Recipe of the Week 10/27

Posted on October 29th, 2010 by host


The origin of grillades has been the subject of many arguments in Bayou country. It is believed that the dish originated when the country butchers preparing the boucherie sliced thin pieces of fresh pork (or veal or beef) and pan-fried these with sliced onions. The cooking took place, most feel, in black iron pots over the boucherie fires. The grillades were then eaten over grits or rice throughout the day. Today, grillades and grits are a tradition of many Sunday brunch menus. Most recipes call for veal or beef round pounded lightly and smoothed in its natural juices. One of the things I find most interesting about grillades is that it’s one of those dishes that has a place on all rungs of the social ladder. Grillades may be eaten on the sharecroppers breakfast table or on the grand buffets of New Orleans.
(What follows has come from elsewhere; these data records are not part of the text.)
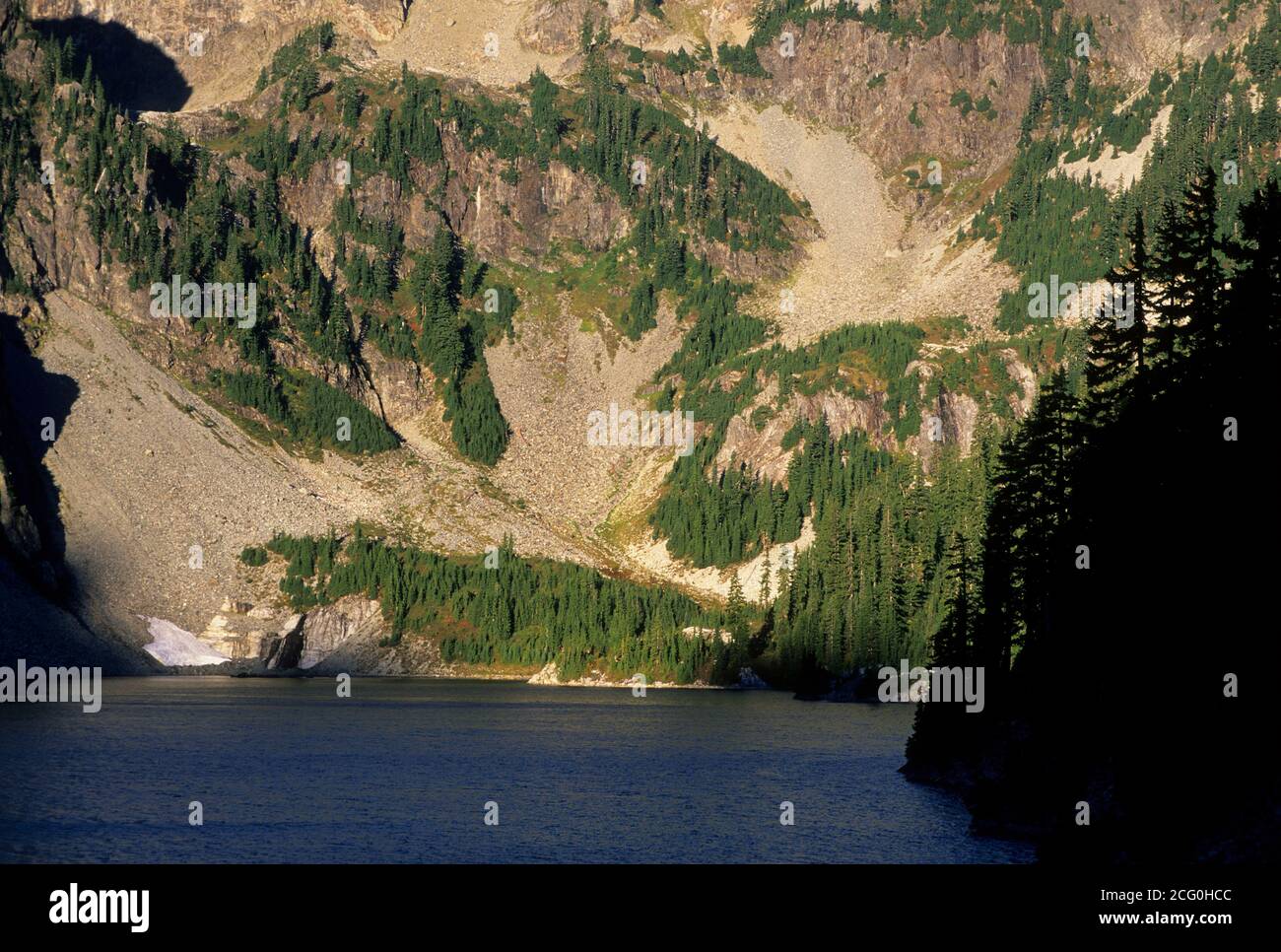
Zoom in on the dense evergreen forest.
[909,172,1281,859]
[240,524,748,684]
[640,5,1281,707]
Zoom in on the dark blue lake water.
[0,678,1032,862]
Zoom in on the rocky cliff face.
[27,0,411,110]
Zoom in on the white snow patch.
[138,615,231,665]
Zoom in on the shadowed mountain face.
[34,17,191,112]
  • 2 medium size round steaks
  • 1 cup flour
  • ¼ cup shortening or bacon drippings
  • 1 cup finely diced onions
  • 1 cup finely diced celery
  • ½ cup finely diced bell pepper
  • 1 cup diced tomatoes
  • 1 cup finely sliced green onions
  • ¼ cup diced garlic
  • 3 cups beef stock
  • 1 cup sliced mushrooms
  • ¼ cup parsley
  • salt and cracked black pepper to taste

Cut round steak into three inch square cubes. Season to taste using salt and cracked black pepper. Dust pieces generously in flour and set aside. In a heavy bottom dutch oven, heat shortening or bacon drippings over medium high heat. Sauté round steak until brown on all sides. Add onions, celery, bell pepper, tomatoes, green onions and garlic. Sauté until vegetables are wilted, approximately three to five minutes. Add beef stock, bring to a low boil and reduce heat to simmer. Cover dutch oven and allow grillades to cook slowly for approximately forty-five minutes. Stir occasionally to keep seasonings from scorching. Once tender, add mushrooms and parsley, adjust seasonings if necessary and cook ten additional minutes. Serve over grits as a breakfast item or over rice as an entrée.